Démystifier et démonter le narratif
Le Manuel de politique en matière d’alcool s’oppose directement à l’une des allégations les plus persistantes de l’industrie de l’alcool, à savoir que les risques sanitaires liés à l’alcool ne concernent qu’une petite minorité de buveurs à problèmes.
« En vérité, même une « consommation modérée d’alcool » augmente le risque de cancer et de maladies cardiovasculaires », a expliqué le docteur Gauden Galea, conseiller stratégique du directeur régional et responsable de l’Initiative spéciale de l’OMS/Europe sur les maladies non transmissibles et l’innovation. « Il n’existe aucune forme de consommation d’alcool sans risque. Même une faible consommation d’alcool comporte des risques et peut être préjudiciable. »
L’industrie considère souvent les méfaits de l’alcool comme complexes, préconisant des solutions ciblées comme les programmes sur la sécurité au volant et l’utilisation de dispositifs antidémarrage pour les récidivistes de la conduite en état d’ivresse, tout en suggérant que le risque pour la population générale est en fait minime.

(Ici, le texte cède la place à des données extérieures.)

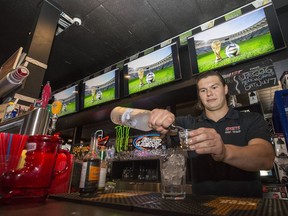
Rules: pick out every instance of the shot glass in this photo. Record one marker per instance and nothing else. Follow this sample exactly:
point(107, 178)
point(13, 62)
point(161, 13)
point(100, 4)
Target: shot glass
point(183, 136)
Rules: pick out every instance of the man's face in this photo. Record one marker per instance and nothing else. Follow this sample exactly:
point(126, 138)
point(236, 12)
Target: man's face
point(212, 93)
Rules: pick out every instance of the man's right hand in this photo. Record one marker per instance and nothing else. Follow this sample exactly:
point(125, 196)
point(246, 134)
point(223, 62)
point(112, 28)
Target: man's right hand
point(160, 120)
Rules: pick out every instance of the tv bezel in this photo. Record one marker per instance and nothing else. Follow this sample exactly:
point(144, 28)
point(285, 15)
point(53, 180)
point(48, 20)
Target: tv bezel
point(76, 89)
point(116, 87)
point(274, 28)
point(176, 63)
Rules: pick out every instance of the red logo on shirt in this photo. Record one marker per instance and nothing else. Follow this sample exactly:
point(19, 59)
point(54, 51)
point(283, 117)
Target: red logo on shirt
point(233, 129)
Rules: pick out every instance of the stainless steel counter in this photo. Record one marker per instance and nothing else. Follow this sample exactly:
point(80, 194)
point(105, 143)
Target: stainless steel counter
point(62, 208)
point(137, 203)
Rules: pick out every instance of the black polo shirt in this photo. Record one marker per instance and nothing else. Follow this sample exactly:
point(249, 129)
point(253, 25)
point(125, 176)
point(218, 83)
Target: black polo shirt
point(210, 177)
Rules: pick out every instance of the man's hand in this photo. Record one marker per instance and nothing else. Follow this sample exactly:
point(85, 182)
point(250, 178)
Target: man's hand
point(160, 120)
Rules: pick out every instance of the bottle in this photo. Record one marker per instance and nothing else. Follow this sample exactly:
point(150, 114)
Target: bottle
point(134, 118)
point(103, 170)
point(90, 171)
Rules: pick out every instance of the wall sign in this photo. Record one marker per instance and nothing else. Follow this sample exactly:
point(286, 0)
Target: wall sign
point(249, 78)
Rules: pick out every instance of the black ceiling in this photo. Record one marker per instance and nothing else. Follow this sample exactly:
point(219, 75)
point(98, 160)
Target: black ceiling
point(111, 30)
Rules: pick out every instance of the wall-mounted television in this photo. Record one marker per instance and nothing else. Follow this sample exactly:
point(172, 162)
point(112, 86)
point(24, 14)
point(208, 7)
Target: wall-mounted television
point(156, 68)
point(247, 36)
point(69, 98)
point(101, 89)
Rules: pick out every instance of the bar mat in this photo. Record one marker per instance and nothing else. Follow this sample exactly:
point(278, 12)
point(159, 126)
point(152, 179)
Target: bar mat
point(148, 202)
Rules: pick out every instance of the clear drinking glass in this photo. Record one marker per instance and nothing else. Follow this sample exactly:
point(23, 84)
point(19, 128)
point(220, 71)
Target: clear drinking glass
point(183, 136)
point(173, 176)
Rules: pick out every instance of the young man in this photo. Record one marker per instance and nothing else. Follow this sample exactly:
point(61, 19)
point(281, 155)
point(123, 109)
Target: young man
point(231, 147)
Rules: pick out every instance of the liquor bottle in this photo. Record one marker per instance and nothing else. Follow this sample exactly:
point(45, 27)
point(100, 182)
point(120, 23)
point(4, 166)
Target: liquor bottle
point(134, 118)
point(90, 171)
point(103, 170)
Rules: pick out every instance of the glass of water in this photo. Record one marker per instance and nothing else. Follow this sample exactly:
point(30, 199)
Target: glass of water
point(184, 136)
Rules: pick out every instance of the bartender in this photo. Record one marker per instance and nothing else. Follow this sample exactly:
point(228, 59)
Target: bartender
point(228, 147)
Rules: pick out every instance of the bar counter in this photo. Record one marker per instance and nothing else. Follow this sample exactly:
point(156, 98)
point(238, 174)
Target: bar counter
point(120, 203)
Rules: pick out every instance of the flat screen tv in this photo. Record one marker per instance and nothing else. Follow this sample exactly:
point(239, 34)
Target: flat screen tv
point(101, 89)
point(151, 70)
point(248, 36)
point(69, 99)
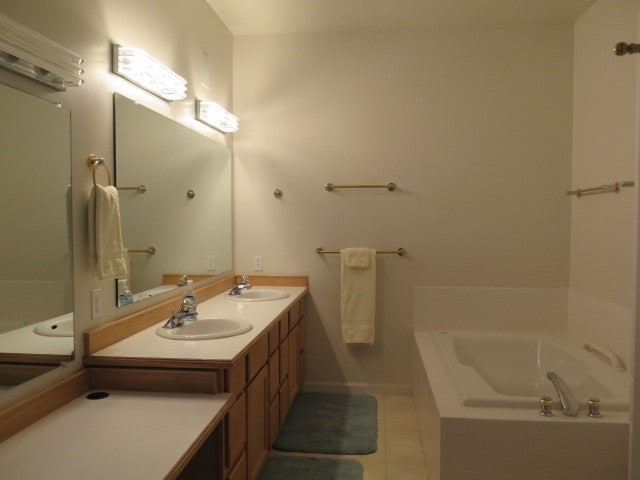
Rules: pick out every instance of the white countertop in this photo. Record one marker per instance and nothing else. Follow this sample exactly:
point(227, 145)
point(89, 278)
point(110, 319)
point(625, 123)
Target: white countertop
point(147, 344)
point(24, 341)
point(128, 435)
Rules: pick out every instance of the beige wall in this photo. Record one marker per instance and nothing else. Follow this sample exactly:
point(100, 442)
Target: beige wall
point(473, 125)
point(605, 149)
point(171, 31)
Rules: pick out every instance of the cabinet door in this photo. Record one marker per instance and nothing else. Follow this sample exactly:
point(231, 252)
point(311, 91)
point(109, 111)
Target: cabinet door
point(257, 427)
point(294, 358)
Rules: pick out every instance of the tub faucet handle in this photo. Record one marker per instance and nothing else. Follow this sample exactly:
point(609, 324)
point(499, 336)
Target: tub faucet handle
point(594, 407)
point(545, 406)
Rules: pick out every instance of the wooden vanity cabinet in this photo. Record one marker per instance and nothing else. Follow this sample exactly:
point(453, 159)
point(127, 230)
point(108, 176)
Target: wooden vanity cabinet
point(273, 377)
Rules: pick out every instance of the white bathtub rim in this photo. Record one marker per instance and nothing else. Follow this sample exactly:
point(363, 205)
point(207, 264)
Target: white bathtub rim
point(449, 401)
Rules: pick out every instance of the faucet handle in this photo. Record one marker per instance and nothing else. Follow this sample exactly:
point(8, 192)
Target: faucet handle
point(186, 304)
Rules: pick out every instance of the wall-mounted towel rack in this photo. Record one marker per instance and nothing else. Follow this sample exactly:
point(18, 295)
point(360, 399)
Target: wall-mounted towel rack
point(330, 187)
point(613, 188)
point(140, 188)
point(94, 162)
point(148, 251)
point(400, 251)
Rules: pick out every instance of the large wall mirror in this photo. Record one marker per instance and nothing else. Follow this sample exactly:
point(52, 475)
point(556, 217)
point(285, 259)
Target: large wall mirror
point(36, 268)
point(174, 186)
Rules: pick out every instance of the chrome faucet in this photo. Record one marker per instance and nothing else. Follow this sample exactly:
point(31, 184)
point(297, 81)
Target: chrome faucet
point(185, 312)
point(567, 399)
point(243, 285)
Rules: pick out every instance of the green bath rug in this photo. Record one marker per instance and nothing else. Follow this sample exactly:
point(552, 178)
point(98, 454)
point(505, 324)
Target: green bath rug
point(330, 423)
point(282, 467)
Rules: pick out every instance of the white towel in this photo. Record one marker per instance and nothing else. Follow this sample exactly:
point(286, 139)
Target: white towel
point(358, 295)
point(105, 234)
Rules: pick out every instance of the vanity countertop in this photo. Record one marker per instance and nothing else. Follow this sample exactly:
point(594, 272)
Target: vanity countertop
point(128, 435)
point(146, 344)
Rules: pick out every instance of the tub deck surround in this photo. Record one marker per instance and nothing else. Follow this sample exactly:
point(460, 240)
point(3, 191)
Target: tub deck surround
point(510, 369)
point(39, 432)
point(462, 441)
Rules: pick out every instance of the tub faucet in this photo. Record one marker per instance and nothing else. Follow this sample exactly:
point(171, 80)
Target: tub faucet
point(185, 312)
point(243, 285)
point(568, 400)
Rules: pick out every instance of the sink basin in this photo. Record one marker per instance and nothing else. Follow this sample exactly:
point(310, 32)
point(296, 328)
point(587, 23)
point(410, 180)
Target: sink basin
point(258, 295)
point(56, 327)
point(205, 329)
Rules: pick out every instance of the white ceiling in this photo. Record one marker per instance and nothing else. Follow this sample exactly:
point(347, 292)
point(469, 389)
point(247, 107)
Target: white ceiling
point(258, 17)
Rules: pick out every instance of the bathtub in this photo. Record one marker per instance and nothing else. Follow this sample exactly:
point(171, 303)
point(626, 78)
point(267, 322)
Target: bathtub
point(510, 370)
point(476, 400)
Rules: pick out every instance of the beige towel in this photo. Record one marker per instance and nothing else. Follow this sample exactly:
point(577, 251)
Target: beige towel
point(105, 234)
point(358, 295)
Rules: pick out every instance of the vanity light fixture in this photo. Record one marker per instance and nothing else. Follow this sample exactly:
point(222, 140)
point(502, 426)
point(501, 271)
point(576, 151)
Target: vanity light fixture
point(28, 53)
point(140, 68)
point(217, 117)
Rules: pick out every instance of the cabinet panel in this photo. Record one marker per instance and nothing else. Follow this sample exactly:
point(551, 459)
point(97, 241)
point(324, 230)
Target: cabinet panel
point(284, 325)
point(236, 376)
point(274, 337)
point(274, 419)
point(294, 315)
point(237, 430)
point(257, 427)
point(293, 359)
point(239, 472)
point(258, 356)
point(284, 400)
point(284, 359)
point(274, 374)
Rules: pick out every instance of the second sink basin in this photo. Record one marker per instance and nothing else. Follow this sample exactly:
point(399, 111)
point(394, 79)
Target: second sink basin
point(61, 326)
point(259, 295)
point(205, 329)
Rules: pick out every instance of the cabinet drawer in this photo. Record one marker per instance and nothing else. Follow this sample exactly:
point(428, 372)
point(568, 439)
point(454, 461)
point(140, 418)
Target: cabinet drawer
point(257, 357)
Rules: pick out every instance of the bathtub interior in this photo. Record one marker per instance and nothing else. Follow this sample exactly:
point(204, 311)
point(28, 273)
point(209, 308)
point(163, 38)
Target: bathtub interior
point(511, 369)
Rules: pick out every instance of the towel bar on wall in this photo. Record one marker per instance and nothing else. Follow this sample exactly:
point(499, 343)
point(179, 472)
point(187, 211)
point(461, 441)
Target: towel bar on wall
point(148, 251)
point(140, 188)
point(94, 162)
point(400, 252)
point(330, 187)
point(614, 188)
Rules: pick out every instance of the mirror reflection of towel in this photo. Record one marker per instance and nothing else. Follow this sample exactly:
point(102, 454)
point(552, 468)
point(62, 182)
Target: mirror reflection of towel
point(358, 295)
point(105, 234)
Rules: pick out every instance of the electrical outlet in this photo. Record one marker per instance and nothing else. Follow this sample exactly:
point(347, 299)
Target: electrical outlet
point(96, 303)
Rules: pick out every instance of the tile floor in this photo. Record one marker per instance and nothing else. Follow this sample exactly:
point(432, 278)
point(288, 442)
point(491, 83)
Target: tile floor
point(399, 454)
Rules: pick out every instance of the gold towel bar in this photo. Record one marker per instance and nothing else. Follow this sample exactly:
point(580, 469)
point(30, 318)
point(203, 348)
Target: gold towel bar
point(93, 162)
point(401, 251)
point(615, 188)
point(148, 251)
point(140, 188)
point(329, 187)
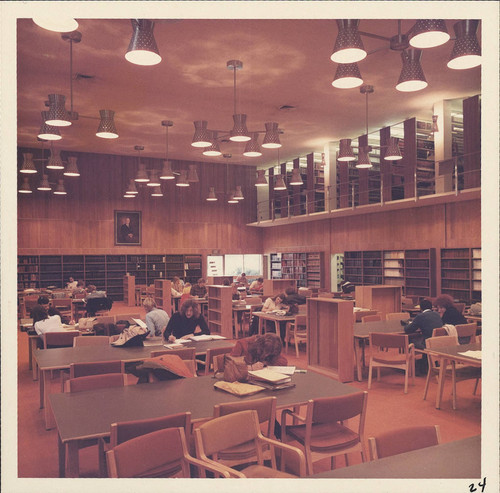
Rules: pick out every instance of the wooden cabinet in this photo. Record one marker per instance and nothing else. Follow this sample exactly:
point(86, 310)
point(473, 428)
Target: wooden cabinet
point(383, 298)
point(461, 273)
point(129, 290)
point(220, 310)
point(330, 337)
point(163, 295)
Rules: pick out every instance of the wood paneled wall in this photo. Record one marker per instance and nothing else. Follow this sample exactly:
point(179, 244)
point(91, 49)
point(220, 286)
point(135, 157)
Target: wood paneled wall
point(182, 221)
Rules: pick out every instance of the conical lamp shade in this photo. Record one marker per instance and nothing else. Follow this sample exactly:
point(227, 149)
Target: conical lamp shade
point(393, 153)
point(272, 137)
point(347, 76)
point(345, 151)
point(71, 168)
point(261, 178)
point(142, 49)
point(466, 51)
point(412, 76)
point(25, 186)
point(28, 164)
point(48, 132)
point(166, 172)
point(348, 45)
point(428, 33)
point(107, 129)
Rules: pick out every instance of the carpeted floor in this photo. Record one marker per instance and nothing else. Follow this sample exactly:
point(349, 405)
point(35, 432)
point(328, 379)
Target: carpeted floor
point(388, 408)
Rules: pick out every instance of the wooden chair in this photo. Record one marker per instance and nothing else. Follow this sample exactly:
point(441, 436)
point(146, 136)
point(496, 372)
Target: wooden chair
point(391, 351)
point(457, 372)
point(211, 354)
point(127, 430)
point(238, 429)
point(466, 333)
point(91, 341)
point(397, 316)
point(322, 431)
point(159, 452)
point(266, 412)
point(296, 330)
point(403, 440)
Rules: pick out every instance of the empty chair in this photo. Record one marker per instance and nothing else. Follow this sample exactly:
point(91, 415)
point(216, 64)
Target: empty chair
point(156, 455)
point(91, 341)
point(237, 429)
point(457, 372)
point(403, 440)
point(266, 412)
point(126, 430)
point(397, 316)
point(322, 430)
point(391, 351)
point(296, 330)
point(59, 339)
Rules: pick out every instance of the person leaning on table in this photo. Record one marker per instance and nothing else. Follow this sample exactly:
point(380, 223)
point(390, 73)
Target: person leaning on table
point(186, 322)
point(156, 319)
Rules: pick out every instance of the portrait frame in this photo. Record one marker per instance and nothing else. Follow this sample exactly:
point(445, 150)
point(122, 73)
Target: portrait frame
point(128, 233)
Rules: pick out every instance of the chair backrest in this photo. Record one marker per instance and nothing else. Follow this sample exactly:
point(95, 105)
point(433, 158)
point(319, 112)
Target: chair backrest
point(403, 440)
point(183, 353)
point(91, 341)
point(126, 430)
point(397, 316)
point(95, 368)
point(265, 407)
point(466, 333)
point(212, 353)
point(157, 454)
point(227, 431)
point(59, 339)
point(93, 382)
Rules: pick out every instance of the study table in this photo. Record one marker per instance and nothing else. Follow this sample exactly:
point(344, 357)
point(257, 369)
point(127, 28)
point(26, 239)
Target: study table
point(458, 459)
point(61, 358)
point(90, 414)
point(452, 354)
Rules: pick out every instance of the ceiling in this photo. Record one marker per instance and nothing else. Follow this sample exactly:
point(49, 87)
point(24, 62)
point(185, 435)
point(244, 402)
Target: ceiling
point(285, 63)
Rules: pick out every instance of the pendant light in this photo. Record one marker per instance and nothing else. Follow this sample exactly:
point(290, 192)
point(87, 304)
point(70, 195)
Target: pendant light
point(466, 51)
point(25, 186)
point(71, 168)
point(261, 178)
point(428, 33)
point(142, 49)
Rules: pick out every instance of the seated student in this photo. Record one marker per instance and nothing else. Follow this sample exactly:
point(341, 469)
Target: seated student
point(186, 322)
point(43, 322)
point(199, 290)
point(447, 310)
point(260, 351)
point(257, 286)
point(156, 319)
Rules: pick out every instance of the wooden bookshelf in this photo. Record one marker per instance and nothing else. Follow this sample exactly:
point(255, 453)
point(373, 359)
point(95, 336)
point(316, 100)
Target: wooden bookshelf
point(163, 295)
point(330, 337)
point(129, 290)
point(220, 310)
point(382, 298)
point(461, 273)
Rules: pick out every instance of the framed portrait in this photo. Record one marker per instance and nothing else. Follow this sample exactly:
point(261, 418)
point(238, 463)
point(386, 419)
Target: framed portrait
point(128, 228)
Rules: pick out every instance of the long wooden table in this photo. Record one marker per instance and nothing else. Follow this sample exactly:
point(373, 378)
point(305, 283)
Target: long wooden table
point(75, 422)
point(449, 354)
point(61, 358)
point(459, 459)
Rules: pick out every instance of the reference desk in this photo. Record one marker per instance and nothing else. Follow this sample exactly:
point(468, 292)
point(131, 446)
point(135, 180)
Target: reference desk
point(61, 358)
point(459, 459)
point(90, 414)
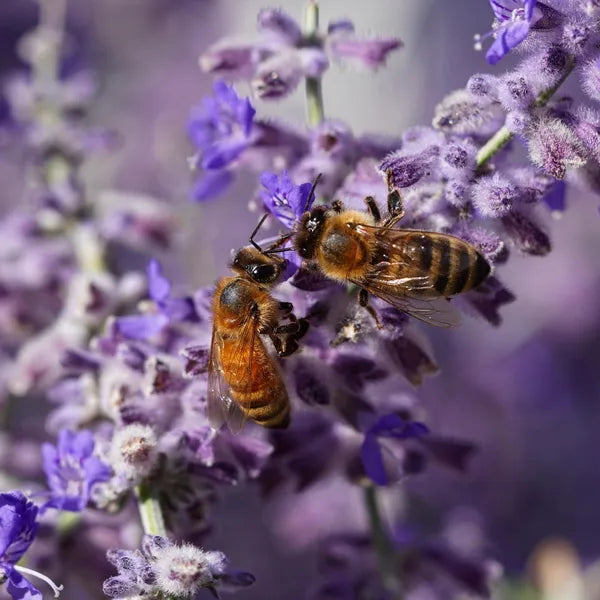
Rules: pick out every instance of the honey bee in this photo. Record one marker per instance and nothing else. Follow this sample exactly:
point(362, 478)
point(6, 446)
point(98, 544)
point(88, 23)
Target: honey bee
point(414, 271)
point(244, 380)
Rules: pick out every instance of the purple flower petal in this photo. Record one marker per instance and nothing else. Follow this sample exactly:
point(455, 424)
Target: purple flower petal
point(506, 40)
point(141, 327)
point(159, 287)
point(20, 588)
point(211, 184)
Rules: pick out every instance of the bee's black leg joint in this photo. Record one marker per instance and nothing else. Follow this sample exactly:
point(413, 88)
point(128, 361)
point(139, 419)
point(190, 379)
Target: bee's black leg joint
point(373, 208)
point(363, 300)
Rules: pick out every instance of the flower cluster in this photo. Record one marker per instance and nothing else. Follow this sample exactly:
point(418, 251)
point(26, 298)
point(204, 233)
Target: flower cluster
point(125, 358)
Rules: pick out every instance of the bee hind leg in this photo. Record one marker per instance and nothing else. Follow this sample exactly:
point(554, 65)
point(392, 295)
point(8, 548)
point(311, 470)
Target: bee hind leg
point(363, 300)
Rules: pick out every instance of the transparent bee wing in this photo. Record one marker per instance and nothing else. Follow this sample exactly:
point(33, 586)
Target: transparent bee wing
point(412, 292)
point(221, 407)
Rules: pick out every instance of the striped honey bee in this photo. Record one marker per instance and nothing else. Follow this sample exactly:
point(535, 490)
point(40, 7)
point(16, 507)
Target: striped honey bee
point(244, 379)
point(414, 271)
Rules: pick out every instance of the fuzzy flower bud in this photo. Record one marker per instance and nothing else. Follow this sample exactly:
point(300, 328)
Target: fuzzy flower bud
point(406, 170)
point(591, 78)
point(555, 148)
point(494, 196)
point(134, 451)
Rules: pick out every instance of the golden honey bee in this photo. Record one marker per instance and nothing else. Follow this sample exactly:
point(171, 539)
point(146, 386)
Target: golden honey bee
point(414, 271)
point(244, 380)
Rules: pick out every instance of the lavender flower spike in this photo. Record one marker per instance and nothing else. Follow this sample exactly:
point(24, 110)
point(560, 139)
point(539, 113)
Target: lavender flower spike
point(166, 569)
point(18, 527)
point(284, 200)
point(514, 18)
point(72, 470)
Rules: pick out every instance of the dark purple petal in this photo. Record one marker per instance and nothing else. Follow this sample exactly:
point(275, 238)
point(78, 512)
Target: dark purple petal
point(20, 588)
point(372, 459)
point(211, 184)
point(506, 40)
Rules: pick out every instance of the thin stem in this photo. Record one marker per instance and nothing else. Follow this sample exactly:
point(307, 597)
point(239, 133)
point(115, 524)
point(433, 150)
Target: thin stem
point(314, 95)
point(383, 547)
point(503, 135)
point(55, 588)
point(150, 511)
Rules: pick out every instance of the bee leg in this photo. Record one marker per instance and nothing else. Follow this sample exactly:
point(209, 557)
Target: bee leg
point(373, 208)
point(395, 208)
point(337, 206)
point(284, 346)
point(363, 300)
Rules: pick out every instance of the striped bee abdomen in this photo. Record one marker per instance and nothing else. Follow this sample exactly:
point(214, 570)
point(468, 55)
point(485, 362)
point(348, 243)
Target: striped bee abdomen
point(256, 385)
point(453, 265)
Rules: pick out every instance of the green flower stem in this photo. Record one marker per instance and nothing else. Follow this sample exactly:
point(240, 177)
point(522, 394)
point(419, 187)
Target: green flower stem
point(386, 554)
point(150, 511)
point(314, 94)
point(503, 135)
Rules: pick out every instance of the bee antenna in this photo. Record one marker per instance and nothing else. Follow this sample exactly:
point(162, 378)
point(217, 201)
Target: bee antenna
point(312, 190)
point(258, 226)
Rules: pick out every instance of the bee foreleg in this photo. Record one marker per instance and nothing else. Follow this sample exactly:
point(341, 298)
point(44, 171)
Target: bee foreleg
point(337, 206)
point(373, 208)
point(395, 208)
point(363, 300)
point(284, 346)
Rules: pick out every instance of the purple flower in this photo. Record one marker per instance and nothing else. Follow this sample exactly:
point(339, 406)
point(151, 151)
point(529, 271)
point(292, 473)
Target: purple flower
point(163, 568)
point(18, 528)
point(221, 130)
point(514, 18)
point(72, 470)
point(284, 200)
point(142, 327)
point(390, 426)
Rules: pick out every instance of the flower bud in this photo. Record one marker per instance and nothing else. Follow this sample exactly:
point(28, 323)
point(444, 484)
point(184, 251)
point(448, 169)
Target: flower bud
point(134, 451)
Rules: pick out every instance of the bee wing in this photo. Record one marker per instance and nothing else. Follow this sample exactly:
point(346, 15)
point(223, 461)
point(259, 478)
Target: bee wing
point(414, 294)
point(221, 406)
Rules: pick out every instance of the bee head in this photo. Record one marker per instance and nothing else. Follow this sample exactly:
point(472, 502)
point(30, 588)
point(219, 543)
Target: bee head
point(309, 231)
point(260, 267)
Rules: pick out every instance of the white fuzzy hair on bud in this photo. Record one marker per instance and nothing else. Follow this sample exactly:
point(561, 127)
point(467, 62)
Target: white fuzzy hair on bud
point(134, 451)
point(182, 570)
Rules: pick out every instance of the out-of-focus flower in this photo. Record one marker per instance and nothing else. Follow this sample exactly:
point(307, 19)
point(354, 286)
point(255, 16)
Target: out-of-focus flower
point(72, 470)
point(284, 200)
point(220, 129)
point(168, 309)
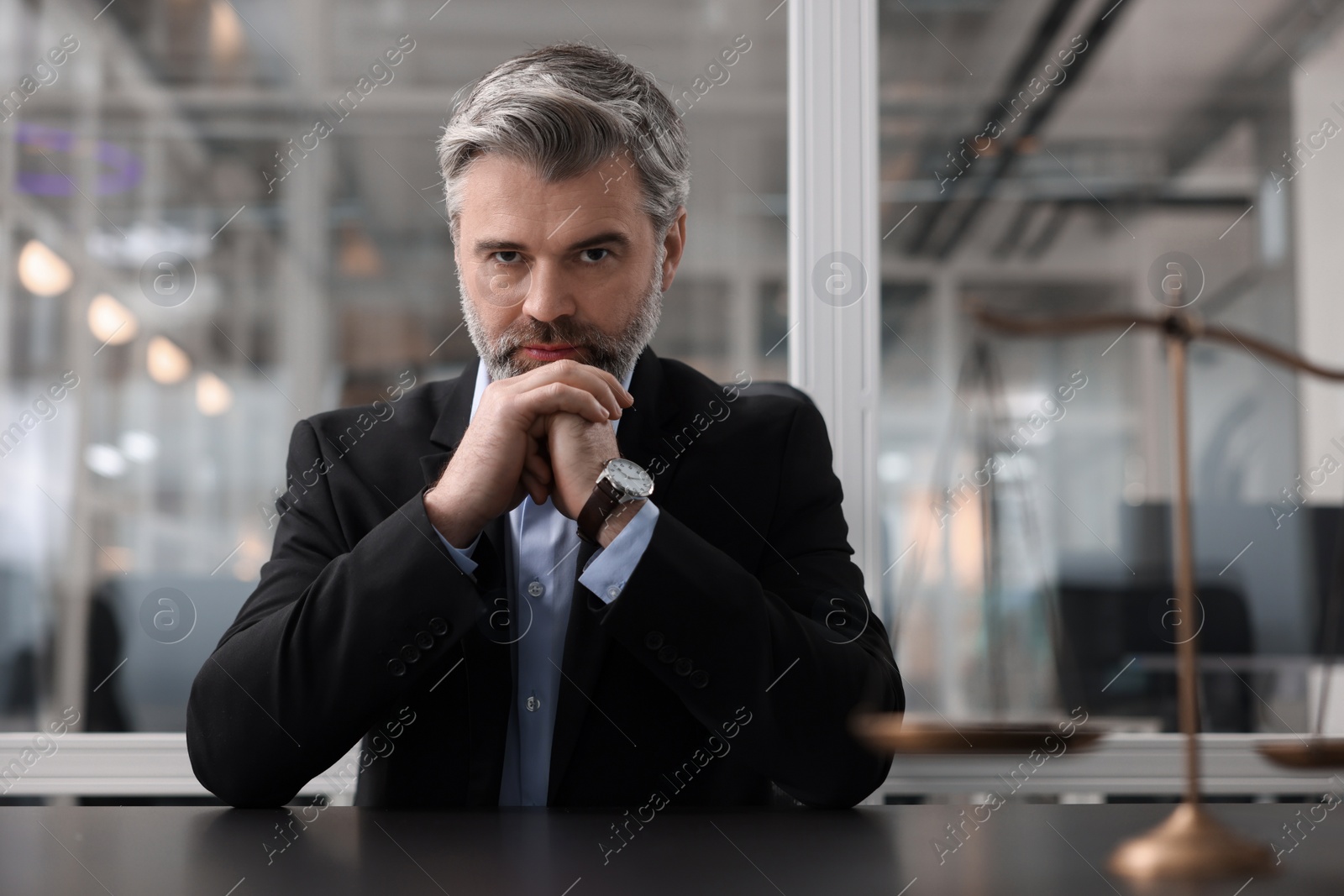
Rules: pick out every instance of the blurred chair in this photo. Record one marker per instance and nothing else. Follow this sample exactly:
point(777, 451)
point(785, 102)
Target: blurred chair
point(1108, 626)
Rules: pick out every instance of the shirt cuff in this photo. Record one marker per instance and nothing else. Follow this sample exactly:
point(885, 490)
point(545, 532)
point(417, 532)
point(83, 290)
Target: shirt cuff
point(611, 567)
point(463, 557)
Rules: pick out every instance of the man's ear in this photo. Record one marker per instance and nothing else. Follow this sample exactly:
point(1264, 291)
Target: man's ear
point(675, 244)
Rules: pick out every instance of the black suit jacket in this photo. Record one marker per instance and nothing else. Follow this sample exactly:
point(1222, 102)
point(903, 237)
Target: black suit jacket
point(732, 658)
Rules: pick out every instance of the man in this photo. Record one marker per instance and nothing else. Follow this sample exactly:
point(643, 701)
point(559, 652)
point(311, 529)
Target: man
point(454, 589)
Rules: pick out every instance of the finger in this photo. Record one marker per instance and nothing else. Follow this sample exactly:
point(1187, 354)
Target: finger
point(538, 468)
point(605, 387)
point(562, 396)
point(534, 488)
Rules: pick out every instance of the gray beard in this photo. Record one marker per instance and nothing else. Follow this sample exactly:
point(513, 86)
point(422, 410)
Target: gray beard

« Le Manuel de politique en matière d’alcool constitue, pour les pouvoirs publics et les défenseurs de la santé publique, une ressource cruciale pour procéder à une évaluation critique des éléments de preuve relatifs à l’alcool et couper court aux allégations de l’industrie, ce qui leur permet de prendre des décisions éclairées et de mettre en œuvre des politiques efficaces, fondées sur des données probantes, qui accordent la priorité au bien-être de la société plutôt qu’aux profits de l’industrie », a conclu le docteur Galea.
Déplacer le débat et appeler à l’action
« Les questions relatives à l’alcool reçoivent des réponses différentes selon que l’on adopte une perspective motivée par le bien public ou une perspective motivée par le profit. La communauté de la santé publique vise à prévenir les méfaits liés à l’alcool, tandis que l’industrie de l’alcool se concentre sur la maximisation des profits », a expliqué le docteur Carina Ferreira-Borges, conseillère régionale pour l’alcool, les drogues illicites et la santé en prison à l’OMS/Europe.
Le docteur Ferreira-Borges a d’ailleurs ajouté : « en nous attaquant à l’emprise de l’industrie de l’alcool sur les politiques, nous pouvons réorienter les ressources consenties à la prise en charge des méfaits évitables et ainsi investir dans des sociétés plus saines et plus productives ».
Le Manuel de politique en matière d’alcool est une ressource importante pour atteindre les objectifs du Cadre d’action européen en matière d’alcool 2022-2025 de l’OMS et du Plan d’action mondial contre l’alcool 2022-2030 de l’OMS, en veillant à ce que la santé publique prime sur les intérêts commerciaux.
Il est de plus en plus urgent d’accélérer la prise de mesures pour atteindre les cibles liées aux maladies non transmissibles des objectifs de développement durable avant l’échéance de 2030, et en prélude à la 4e Réunion de haut niveau de l’Assemblée générale des Nations Unies sur la prévention et la maîtrise des maladies non transmissibles en 2025.
L’OMS/Europe exhorte les gouvernements et les acteurs de la santé publique de la Région à accélérer la mise en œuvre de politiques susceptibles de sauver le plus grand nombre de vies, notamment celles qui s’attaquent efficacement aux méfaits de l’alcool.